Karnit Flug says thriving tech sector is pulling ahead of other sectors, leaving the rest of the country behind

Bank of Israel Governor Karnit Flug.
Bank of Israel Governor Karnit Flug. Olivier Fitoussi

Bank of Israel Governor Karnit Flug told a conference on Monday that the country really had two economies – a high-tech locomotive pulling “old and decrepit cars” – and that the situation was creating unacceptable income gaps.

“Reducing the gap between two parts of the economy is a necessary step in reducing [income] gaps and forging a single society. The path to get there does not pass through slowing the locomotive, but through inclusive growth – such that will lead to an increase in efficiency in 'the other economy,'" Flug told the Eli Hurvitz Conference on Economy and Society.

Wage gaps in Israel are the highest in the world’s advanced economies, school performance is too highly correlated with family background and the skills of the labor force on average are poor.

“To have a single economy does not mean that the entire economy only produces high-tech,” she said. “A single economy is one in which all industries make use of advanced technologies with high productivity and innovation, which leads to the most important thing of all, which is an adequate wage to their employees.”

The “Startup Nation” economy numbers about 5,000 startup companies that Flug characterized as having “remarkable innovation and dynamism.” They are complemented by top-flight universities and strong cooperation between academia and business.

The result is that 9% of the workforce is employed in high-tech, double the median for countries belonging to the OECD, she noted.
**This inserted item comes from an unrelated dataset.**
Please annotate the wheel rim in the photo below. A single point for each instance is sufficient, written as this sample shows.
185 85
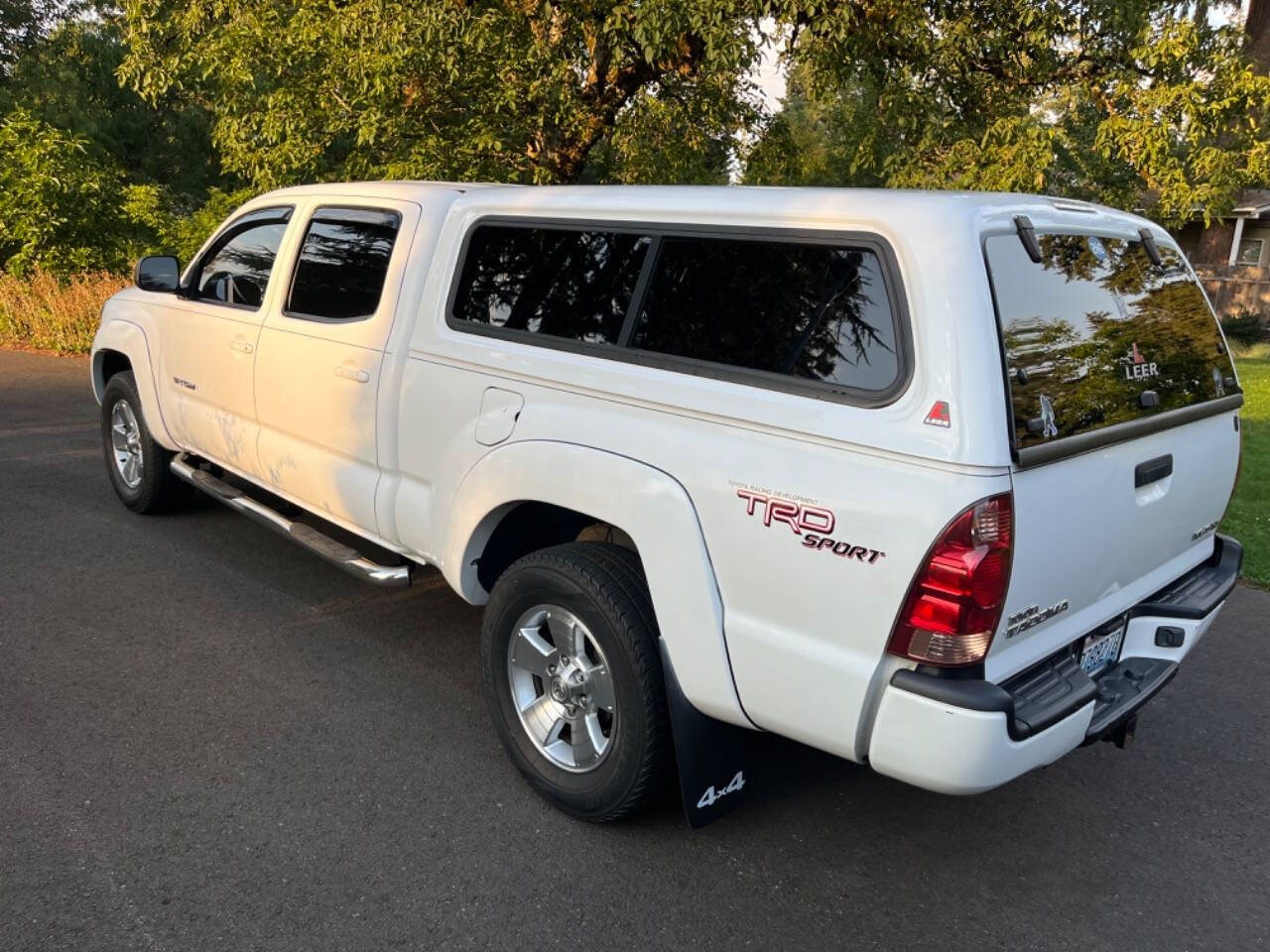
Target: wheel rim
126 443
562 688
Israel also leads in venture capital investment and the added value of information technology industries to gross domestic product.

But as the 9% figure shows, the sector is narrowly based, Flug said. “A large majority of employees in high-tech live and work in the center of the country [where] they reach 15% of total employed. The share of high-tech jobs in Tel Aviv and in the center has remained stable at about 60% over the past 20 years,” she said.

Moreover, salaries in high-tech are approximately double the average nationwide. The other 90% who work in other sectors of the economy are paid much less, especially if they work in the hospitality and food and administration and support sectors, where pay is unusually low.

“Labor productivity in Israel is low by international standards, and we are not closing that gap,” Flug said. “Productivity is particularly low in domestic industries that are not exposed to international competition.”

Even Israel’s high levels of research and development reflect the dichotomy, she said, because R&D spending is concentrated in the high-tech sector; in other industries spending on innovative products and services is low.

Flug said the way to merge Israel’s two economies was through better schooling and enhancing competition in domestic markets. She said the Law for Encouragement of Capital Investments should be amended to encourage investment in business serving the domestic market.